Given enough time, islands have a habit of doing mischievous things with evolution. Species find their way to islands and then, in isolation, begin to survive, adapt, and drift into new forms. It’s how a small flock of finches that found their way to Hawaii became some 30 species of honeycreepers, and how an unassuming dove that once landed on Mauritius became the waddling, earthbound Dodo. Even just a little isolation can work its effects. The Falklands (known to Argentinians as the Islas Malvinas) are only a few hundred miles off South America, little more than a hop, skip, and a jump for a goose. The mainland Ruddy-headed Goose migrates nearly twice that distance to its wintering grounds in Buenos Aires province each year.
If the Falklands and continental populations were to be split into separate species, the mainland’s population of about 1,000 individuals would immediately meet IUCN endangered criteria—drawing international recognition to the bird and its plight. That attention could arrive in the nick of time, as one of the main recent threats to the species is also international: illegal hunting by foreign tourists visiting boutique hunting lodges.
Argentina’s reversed seasons and relatively permissive regulations make it attractive to Northern Hemisphere hunters, who can book a weeklong stay at a grand Argentine lodge, and—according to outfitters’ promotional materials—expect to shoot hundreds or even thousands of doves, quail, ducks, and other birds in a matter of days. Argentina banned the hunting of Ruddy-headed Geese in 1998, but Upland and Ashy-headed geese remained legal.
Through 2010, “you could go every day of the year to Argentina, to Buenos Aires, with hunting companies, and they will have no bag limits,” said Mariana Bulgarella, who was a study coauthor as a postdoctoral researcher at the University of Minnesota. “You can collect all the Chloephaga you find. And it’s almost impossible to distinguish Ruddy-headed Goose from female Upland Goose. Basically, [Ruddy-headed Geese] were killed off on their wintering grounds.”
Finally in 2011, the Argentine government banned hunting Upland and Ashy-headed geese as well, but a 2013 report identified illegal hunting as a significant continuing problem.
“Maybe European hunters don’t know it’s forbidden,” said Cecilia Kopuchian of the Center for Applied Ecology of Argentina’s National Research Council, the study’s lead author. “With this study we can make the alert that this is something different from the Malvinas population, so it must be conserved.”
The mainland Ruddy-headed Goose may yet recover. Efforts are underway to curb predation by introduced gray foxes and mink in Tierra del Fuego, and in parts of Argentina signs inform people that the geese are no longer legal to hunt. In Chile, a small captive-breeding program is underway, informed by the study’s finding that there has been essentially no gene flow recently between the Falklands and the mainland.

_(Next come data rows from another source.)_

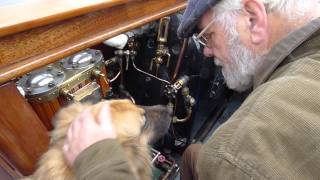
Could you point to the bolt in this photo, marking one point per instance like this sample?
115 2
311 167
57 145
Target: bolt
51 84
28 90
60 73
148 79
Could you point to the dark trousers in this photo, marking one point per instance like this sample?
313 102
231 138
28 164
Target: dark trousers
189 162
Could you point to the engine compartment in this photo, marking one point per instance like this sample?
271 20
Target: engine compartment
149 65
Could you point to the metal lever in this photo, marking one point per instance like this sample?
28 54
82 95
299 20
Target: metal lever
162 51
163 30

“If the results of our study had been different and all the genetics were similar, we would have proposed to reinforce the population with Malvinas birds,” Kopuchian said. “But they are not adapted to the Patagonian landscape. They have different evolutionary histories.” As such, the program will only use geese from the mainland population.
The study also found, surprisingly, that the mainland form has about double the genetic diversity of the Falklands form. In essence, the mainland birds are far less inbred than the Falklands birds, despite having far lower numbers. The finding leaves hope that there’s enough genetic diversity to keep the population resilient as it recovers.